CHILD marriage, like human trafficking, is indeed a form of modern slavery and institutionalised defilement.
One of the least mentioned issues about this scourge is that early marriage inflicts life-long trauma on the victim who is robbed of her childhood, education and planned parenthood to find herself in a situation in which she is marginalised for life.
We totally agree with Samuel Mutambo, the young Child labour ambassador, that Government and society at large must do more to address the psychological impact of this inhumane practice which has robbed communities of some of their best potential.
These are young women who should have perhaps excelled in school, sports and other aspects of human endeavor but usually end up on the human rubbish heap of poverty, ignorance and vulnerability after being forced to lose their virginity, bear unwanted children and end up locked up in marriage prisons.

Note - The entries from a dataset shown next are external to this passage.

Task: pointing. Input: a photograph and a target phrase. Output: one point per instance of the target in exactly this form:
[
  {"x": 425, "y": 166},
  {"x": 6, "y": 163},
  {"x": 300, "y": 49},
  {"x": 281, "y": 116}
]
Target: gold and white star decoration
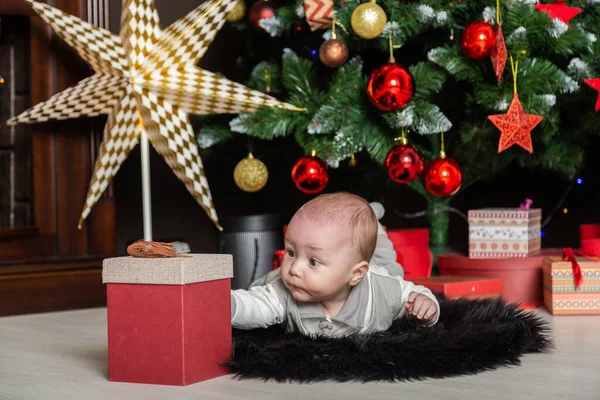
[{"x": 147, "y": 81}]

The worst part of this horror is that most of these child marriages are sanctioned by parents. Some of them are driven by poverty and greed anchored on the belief that by giving a young daughter in marriage they may receive three herds of cattle, 10 goats and K3,000 in dowry.
Ironically but tragically, to some of these parents this is ‘‘wealth’’ which they need to educate the unfortunate girl’s brothers so that they complete school – at her expense. As fate would have it, sometimes the girl was the brightest among her siblings and she is the one being sacrificed because she was, for no choice of hers, born a girl.
To many of these parents, they are unaware that they are depriving their child of education and an opportunity for her to become anything she aspired to be. Now in her marriage, she is likely to be a victim of sexual abuse, exploitation, domestic violence and perhaps early death in childbirth.
Samuel Mutambo could not have put it better: ‘‘We are talking about a girl whose first sexual encounter is with a stranger, getting naked with somebody who is much older and being raped. When they give birth, their children tend to be less healthy. If it is a girl they grow up to become child brides themselves, perpetuating the cycle of abuse and poverty.’’
We wish to congratulate the networks of support and awareness about child marriage and its cost to Zambia’s gender advancement. These are men and women who give their time, resources and sacrifice to a cause of humanity. It is a war we cannot afford to lose.
Zambia looks forward to a future where every girl child will be born free of prejudice, parental abuse and gender discrimination. Every child regardless of their sex must be given an opportunity to go as far as their talents can allow. Forcing a 13 or 14-year-old girl into marriage is evil and a crime.
A country’s level of civilisation is judged on the basis of its human rights. Zambia may achieve high levels of material prosperity but as long as it has skeletons in its wardrobe such as child marriage, defilement, GBV and child labour, she cannot be said to have developed.
When we outlaw child marriage and succeed to end the vice we not only break the vicious cycle of poverty, ignorance and abuse. We fulfill our aspiration as a nation that every Zambian child shall be allowed to exceed their expectations without let or hindrance.
This is the best way to pursue justice and equity with integrity.